Four green houses equals one red hotel. Rich Dad Poor Dad author Robert Kyosaki promotes the strategy from the board game Monopoly, in his new book, Unfair Advantage, how real estate contributes to an individual’s financial security. This is a story of financial security and real estate transformation.
With the untimely death of my Step Dad, Rev. Lynn McCallum, my mom, Mary – a retired Toledo school teacher and about the hardest working woman I know – was facing an entirely different outcome in her golden years, retirement without her love her life partner while on a reduced widow’s pension income. Still reeling from the 2008 financial crisis, it was clear to her the stock market could not be relied on to provide her the needed income security for the long haul. She couldn’t have been less financially secure.
Ever the financial tactician, mom thought real estate. Prices were right and people still needed a place to call home. She suggested a joint venture with survivor-ship, if I got involved, so I was in.

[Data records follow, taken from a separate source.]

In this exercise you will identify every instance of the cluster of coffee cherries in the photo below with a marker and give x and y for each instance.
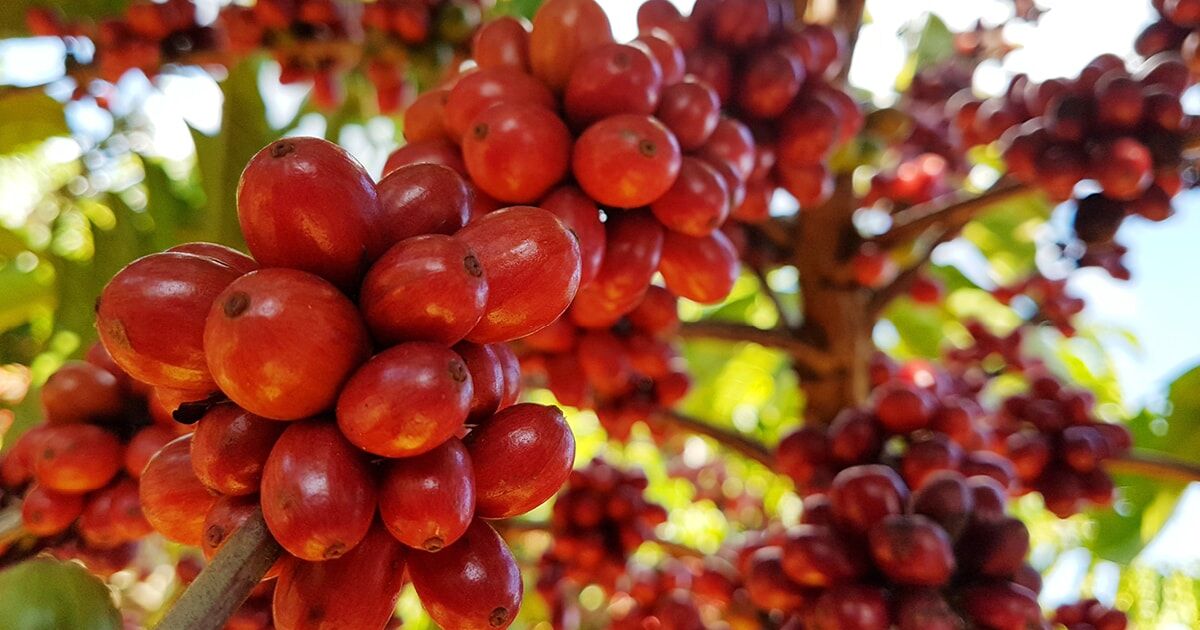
(354, 384)
(873, 555)
(78, 472)
(599, 520)
(1123, 131)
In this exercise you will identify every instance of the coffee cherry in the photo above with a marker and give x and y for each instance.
(173, 498)
(358, 589)
(229, 449)
(406, 401)
(425, 288)
(521, 456)
(163, 287)
(427, 501)
(625, 161)
(532, 263)
(472, 585)
(323, 225)
(281, 342)
(304, 511)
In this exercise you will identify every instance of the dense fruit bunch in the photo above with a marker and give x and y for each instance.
(871, 555)
(355, 366)
(775, 76)
(599, 520)
(78, 473)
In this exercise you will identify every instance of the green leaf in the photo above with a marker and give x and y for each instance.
(31, 117)
(53, 595)
(221, 157)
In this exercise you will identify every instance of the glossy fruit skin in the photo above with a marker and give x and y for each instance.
(522, 456)
(562, 31)
(478, 91)
(406, 400)
(323, 225)
(503, 42)
(701, 269)
(633, 252)
(697, 203)
(318, 495)
(173, 498)
(45, 513)
(76, 459)
(421, 198)
(516, 151)
(472, 585)
(429, 501)
(150, 317)
(231, 257)
(691, 111)
(580, 214)
(229, 449)
(357, 591)
(281, 342)
(625, 161)
(532, 262)
(425, 288)
(612, 79)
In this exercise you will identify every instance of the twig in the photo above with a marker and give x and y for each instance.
(730, 439)
(227, 581)
(1156, 466)
(803, 353)
(954, 209)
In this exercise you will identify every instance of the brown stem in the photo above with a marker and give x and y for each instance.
(803, 353)
(730, 439)
(1156, 466)
(954, 209)
(227, 581)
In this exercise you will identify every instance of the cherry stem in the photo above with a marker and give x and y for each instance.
(227, 581)
(815, 359)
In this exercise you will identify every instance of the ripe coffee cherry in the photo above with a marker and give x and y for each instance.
(427, 501)
(611, 79)
(502, 42)
(173, 498)
(419, 199)
(45, 513)
(533, 270)
(815, 557)
(318, 495)
(633, 252)
(318, 223)
(281, 342)
(425, 288)
(521, 456)
(472, 585)
(580, 214)
(627, 161)
(701, 269)
(357, 591)
(563, 30)
(857, 606)
(697, 203)
(477, 91)
(229, 449)
(912, 550)
(864, 495)
(516, 151)
(76, 459)
(150, 317)
(82, 393)
(406, 400)
(235, 259)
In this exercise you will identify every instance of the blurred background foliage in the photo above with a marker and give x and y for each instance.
(87, 190)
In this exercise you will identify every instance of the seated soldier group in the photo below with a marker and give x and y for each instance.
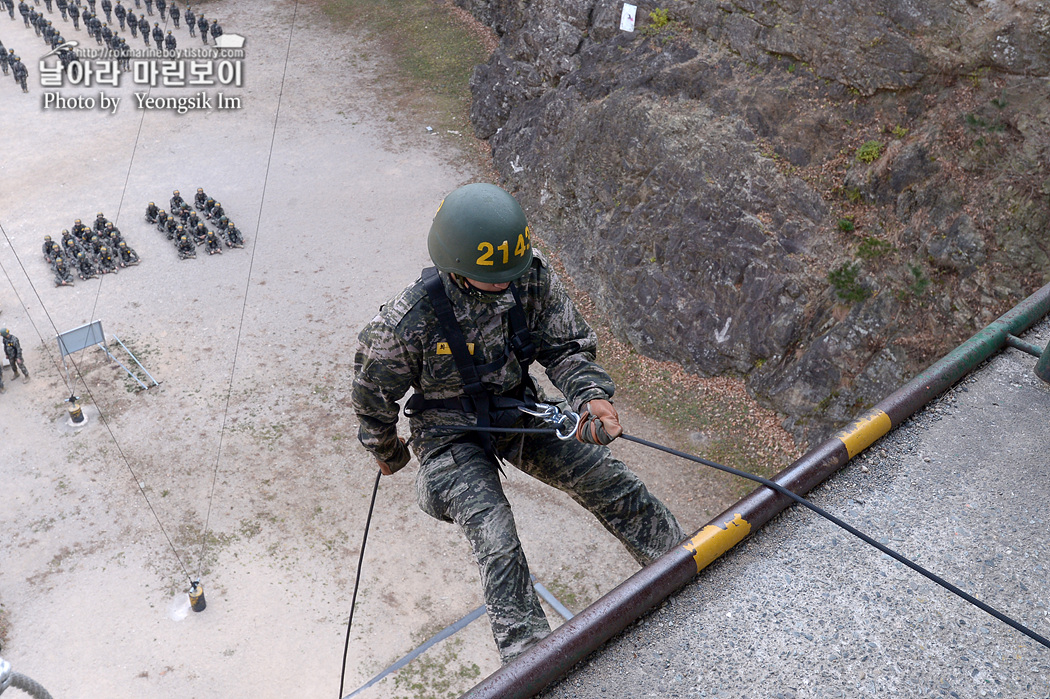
(182, 224)
(87, 251)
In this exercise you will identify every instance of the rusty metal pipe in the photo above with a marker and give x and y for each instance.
(555, 655)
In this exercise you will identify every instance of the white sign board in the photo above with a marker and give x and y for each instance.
(627, 17)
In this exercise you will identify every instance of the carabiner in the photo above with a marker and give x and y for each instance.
(564, 422)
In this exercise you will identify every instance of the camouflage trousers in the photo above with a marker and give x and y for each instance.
(461, 484)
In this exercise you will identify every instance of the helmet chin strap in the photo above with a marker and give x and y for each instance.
(469, 289)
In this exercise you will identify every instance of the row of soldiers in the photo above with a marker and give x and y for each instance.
(13, 350)
(88, 252)
(11, 62)
(125, 17)
(183, 225)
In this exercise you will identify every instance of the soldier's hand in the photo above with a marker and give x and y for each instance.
(599, 423)
(394, 465)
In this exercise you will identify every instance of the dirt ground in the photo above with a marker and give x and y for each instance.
(248, 437)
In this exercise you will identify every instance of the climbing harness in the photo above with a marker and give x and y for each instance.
(478, 399)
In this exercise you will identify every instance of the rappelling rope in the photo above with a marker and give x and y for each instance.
(357, 580)
(244, 304)
(802, 501)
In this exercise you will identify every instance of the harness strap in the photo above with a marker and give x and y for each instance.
(475, 390)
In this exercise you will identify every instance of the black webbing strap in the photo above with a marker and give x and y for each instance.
(461, 354)
(521, 339)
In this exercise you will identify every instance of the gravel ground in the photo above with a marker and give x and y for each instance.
(801, 609)
(103, 525)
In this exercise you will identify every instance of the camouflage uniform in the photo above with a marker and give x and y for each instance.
(13, 348)
(458, 481)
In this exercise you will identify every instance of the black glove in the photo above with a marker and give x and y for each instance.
(394, 465)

We set about prospecting for properties in the Old West End, because we figured we needed to stick close to home, close to what we know, close to friends and neighbors – people who will look out for the place – people who refer good renters.
We decided we wanted a turn around project, a real fixer upper. Because, we wanted to earn sweat equity, we were up to the task, we were capable, and because we care about these old homes in our neighborhood. We know renters like these old homes and this old neighborhood. And we know our neighbors like to see homes saved, especially those dwelling closest to the improvements.
In May of 2011, we found 619 Acklin Ave available and destined for board-up. A crack house or arson prospect in the making. The previous occupant died a year prior leaving behind his food and effects. A squatter had taken up residence. Squalor prevailed. Mice infested the food stocks. Broken window served squatter’s entry, cats soon followed – the place a mousers killing floor. Our Realtor, Deb Kuron, described it as the worst home she’d ever entered. She would not go past the dining room, never to see the second floor or the basement. All around little headless mice could be seen. Apparently with so many mice on which to feed, the cats devoured only the most nutrient rich part of the mouse. An extended cold and wet spring delayed decay in what was now the beginnings of putrid rot.
Home sweet home.
In the summer with the kids out of school my two sons, then seven and eleven, were enlisted by their Mamu (Mah Moo) Mary. Demo and debris hauling a perfect fit for two energetic youngsters. The younger boy, who we’ll just call Little Mouse, so enthused with the idea of demolition asked his Mamu to buy him his own special sledge hammer, a hand held job with a spike on the back side – selected with care toward the task from among the hammers in the Home Depot hand tool aisle. She obliged. She encouraged. He spent hours upon hours in the house banging away. He loved his hammer, he loved what it did to the plaster walls. He loved the house. He called it the Mouse House.
And so did we.
And this is how the Mouse House was born, and the idea of Mouse House Studios; rental property development, renovations, and property management in the Old West End.